[RFC] Passwordless authentication for Git repositories

[aryan9600]

This RFC proposes adding support for passwordless authentication for Git repositories on Git SaaS platforms and cloud providers using methods like OIDC, OAuth2 and IAM.

[makkes]

I like the general approach here. What I missed while reading the RFC is the handling of token lifetime. How is an expired token refreshed?

[makkes]

Why not OIDC? OIDC should be independent of any specific implementation/provider and provides proper discovery endpoints. This would open up many more integrations with the likes of Keycloak or Auth0.

[stefanprodan]

Which Git SaaS uses OIDC? GCP and AWS they don’t even support workload identity, GH uses the property GH App API.

[aryan9600]

@makkes the goal here is to not support OIDC providers. the goal is to provide platform/cloud provider native auth mechanisms as an alternative to regular passwords.

[aryan9600]

if you feel the RFC was not clear about this, kindly recommend suggestions that will make it clearer.

[hiddeco]

GH uses the property GH App API

GitHub Apps is pretty much just an OAuth 2.0 (i.e. RFC 8628) mechanism.

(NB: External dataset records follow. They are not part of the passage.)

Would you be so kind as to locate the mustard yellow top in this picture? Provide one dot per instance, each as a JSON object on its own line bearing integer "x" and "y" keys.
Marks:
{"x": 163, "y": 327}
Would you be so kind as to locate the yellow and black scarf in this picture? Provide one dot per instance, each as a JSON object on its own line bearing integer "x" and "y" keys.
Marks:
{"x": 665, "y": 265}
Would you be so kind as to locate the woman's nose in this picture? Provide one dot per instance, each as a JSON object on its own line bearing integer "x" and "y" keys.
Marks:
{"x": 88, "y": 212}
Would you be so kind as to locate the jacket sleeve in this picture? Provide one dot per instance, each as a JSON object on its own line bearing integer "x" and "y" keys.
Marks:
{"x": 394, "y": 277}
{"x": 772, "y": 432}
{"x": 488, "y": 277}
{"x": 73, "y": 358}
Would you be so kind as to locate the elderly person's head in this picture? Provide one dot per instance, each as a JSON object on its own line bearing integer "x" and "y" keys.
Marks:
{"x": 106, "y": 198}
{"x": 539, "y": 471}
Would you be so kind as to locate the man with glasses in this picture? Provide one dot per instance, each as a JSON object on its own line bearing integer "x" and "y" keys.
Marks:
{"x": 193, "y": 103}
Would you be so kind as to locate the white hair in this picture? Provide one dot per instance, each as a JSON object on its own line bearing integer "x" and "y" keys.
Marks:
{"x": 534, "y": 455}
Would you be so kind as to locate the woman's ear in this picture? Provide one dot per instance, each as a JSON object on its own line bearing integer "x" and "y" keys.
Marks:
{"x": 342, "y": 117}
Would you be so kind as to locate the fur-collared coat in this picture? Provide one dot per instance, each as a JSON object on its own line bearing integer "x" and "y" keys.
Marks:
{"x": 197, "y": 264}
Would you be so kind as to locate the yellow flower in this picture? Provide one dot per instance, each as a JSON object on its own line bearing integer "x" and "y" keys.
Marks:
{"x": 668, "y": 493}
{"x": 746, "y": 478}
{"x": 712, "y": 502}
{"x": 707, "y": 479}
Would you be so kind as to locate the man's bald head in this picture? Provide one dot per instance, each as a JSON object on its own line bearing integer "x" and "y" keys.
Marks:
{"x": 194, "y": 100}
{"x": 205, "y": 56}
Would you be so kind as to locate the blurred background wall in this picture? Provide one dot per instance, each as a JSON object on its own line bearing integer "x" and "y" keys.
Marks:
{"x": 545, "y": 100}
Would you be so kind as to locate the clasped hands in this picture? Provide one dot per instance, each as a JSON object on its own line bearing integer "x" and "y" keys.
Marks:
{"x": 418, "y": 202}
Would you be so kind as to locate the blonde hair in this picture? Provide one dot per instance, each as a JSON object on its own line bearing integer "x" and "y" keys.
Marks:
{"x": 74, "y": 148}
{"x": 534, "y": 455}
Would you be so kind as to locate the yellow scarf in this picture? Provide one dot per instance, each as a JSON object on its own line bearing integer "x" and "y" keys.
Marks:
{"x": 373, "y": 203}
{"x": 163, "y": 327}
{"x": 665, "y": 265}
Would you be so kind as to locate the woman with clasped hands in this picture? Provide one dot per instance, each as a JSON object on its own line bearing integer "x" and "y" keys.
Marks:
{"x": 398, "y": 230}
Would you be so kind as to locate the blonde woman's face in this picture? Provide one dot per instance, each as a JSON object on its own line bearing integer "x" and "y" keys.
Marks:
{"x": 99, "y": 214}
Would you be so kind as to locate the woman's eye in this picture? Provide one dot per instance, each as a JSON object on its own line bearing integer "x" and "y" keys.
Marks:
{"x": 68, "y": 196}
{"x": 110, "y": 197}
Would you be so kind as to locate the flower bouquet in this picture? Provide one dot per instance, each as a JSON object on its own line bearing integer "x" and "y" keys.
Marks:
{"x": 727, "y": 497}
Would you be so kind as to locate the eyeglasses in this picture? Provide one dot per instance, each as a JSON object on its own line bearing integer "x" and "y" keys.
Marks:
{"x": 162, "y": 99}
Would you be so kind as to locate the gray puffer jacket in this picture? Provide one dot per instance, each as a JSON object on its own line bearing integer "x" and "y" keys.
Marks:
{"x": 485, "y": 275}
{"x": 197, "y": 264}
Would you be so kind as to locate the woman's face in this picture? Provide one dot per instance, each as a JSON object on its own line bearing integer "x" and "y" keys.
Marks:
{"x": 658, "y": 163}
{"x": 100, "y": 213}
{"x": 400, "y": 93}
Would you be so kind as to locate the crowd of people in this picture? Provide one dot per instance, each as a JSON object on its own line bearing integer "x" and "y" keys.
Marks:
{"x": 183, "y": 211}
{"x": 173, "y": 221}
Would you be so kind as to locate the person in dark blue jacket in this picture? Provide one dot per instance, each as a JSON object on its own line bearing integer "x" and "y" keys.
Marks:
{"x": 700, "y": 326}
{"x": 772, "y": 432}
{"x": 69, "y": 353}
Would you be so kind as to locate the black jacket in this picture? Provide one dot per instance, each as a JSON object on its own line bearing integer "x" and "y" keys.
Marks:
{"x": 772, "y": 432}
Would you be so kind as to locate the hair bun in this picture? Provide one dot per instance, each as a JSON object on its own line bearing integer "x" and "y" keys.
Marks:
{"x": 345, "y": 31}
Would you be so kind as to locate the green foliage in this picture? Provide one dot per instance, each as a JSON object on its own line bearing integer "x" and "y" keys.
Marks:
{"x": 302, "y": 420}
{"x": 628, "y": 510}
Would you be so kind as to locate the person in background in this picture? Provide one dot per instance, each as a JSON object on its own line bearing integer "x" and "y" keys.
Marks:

This was a bit too simplified: https://docs.github.com/en/apps/oauth-apps/building-oauth-apps/differences-between-github-apps-and-oauth-apps

[makkes]

One example: Gitea can act as an OAuth2 provider. During bootstrap the Flux CLI can redirect the user to the authentication page (pretty much like kubelogin does. That would allow Flux to support a much broader set of Git hosting implementations.

[aryan9600]

GitHub Apps is pretty much just an OAuth 2.0 (i.e. RFC 8628) mechanism.

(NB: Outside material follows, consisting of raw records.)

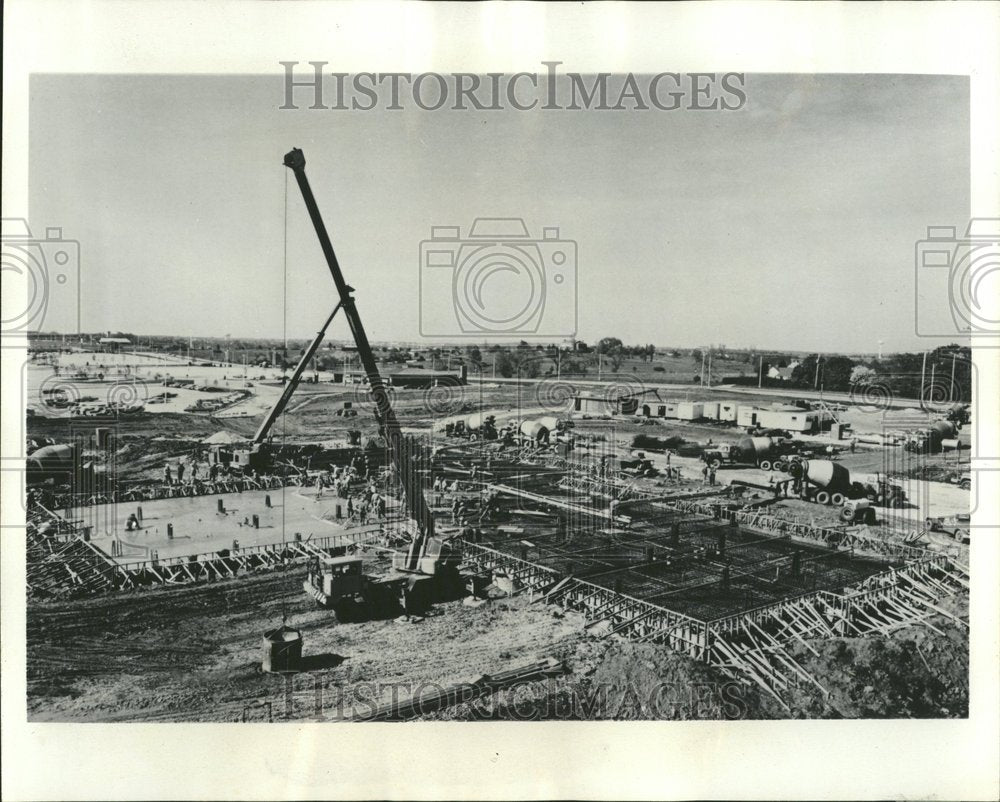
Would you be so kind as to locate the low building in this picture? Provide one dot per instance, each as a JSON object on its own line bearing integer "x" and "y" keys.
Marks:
{"x": 728, "y": 411}
{"x": 792, "y": 418}
{"x": 417, "y": 378}
{"x": 113, "y": 345}
{"x": 600, "y": 405}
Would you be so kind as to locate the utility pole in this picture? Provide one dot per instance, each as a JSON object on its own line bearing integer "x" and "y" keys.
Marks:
{"x": 923, "y": 373}
{"x": 951, "y": 388}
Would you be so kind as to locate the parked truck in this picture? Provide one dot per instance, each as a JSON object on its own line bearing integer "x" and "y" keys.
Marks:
{"x": 763, "y": 452}
{"x": 932, "y": 439}
{"x": 826, "y": 482}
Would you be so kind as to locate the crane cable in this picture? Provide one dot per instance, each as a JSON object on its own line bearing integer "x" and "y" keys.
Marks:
{"x": 284, "y": 336}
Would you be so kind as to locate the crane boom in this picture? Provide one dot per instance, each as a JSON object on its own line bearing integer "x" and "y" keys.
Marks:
{"x": 388, "y": 424}
{"x": 279, "y": 406}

umm as far as i understand not quite. RFC 8628 requires the end user to navigate to a URL on the authorization server and enter a code presented by the client, an OTP of sorts. GitHub Apps just requires you to send a unique identifier, which is the JWT generated using the private key associated with the GitHub App to a URI for your installation ID which is (i assume) the client_id.

[aryan9600]

@makkes i'm sorry if you misunderstood but this RFC is not about the CLI at all. its about users not having to put passwords in the cluster and having to manage them. adding support for OAuth2 as a part of the bootstrap process lies completely outside the scope of this RFC. out of the three providers this RFC proposes, only one (GitHub) is actually supported by bootstrap.

[aryan9600]

I like the general approach here. What I missed while reading the RFC is the handling of token lifetime. How is an expired token refreshed?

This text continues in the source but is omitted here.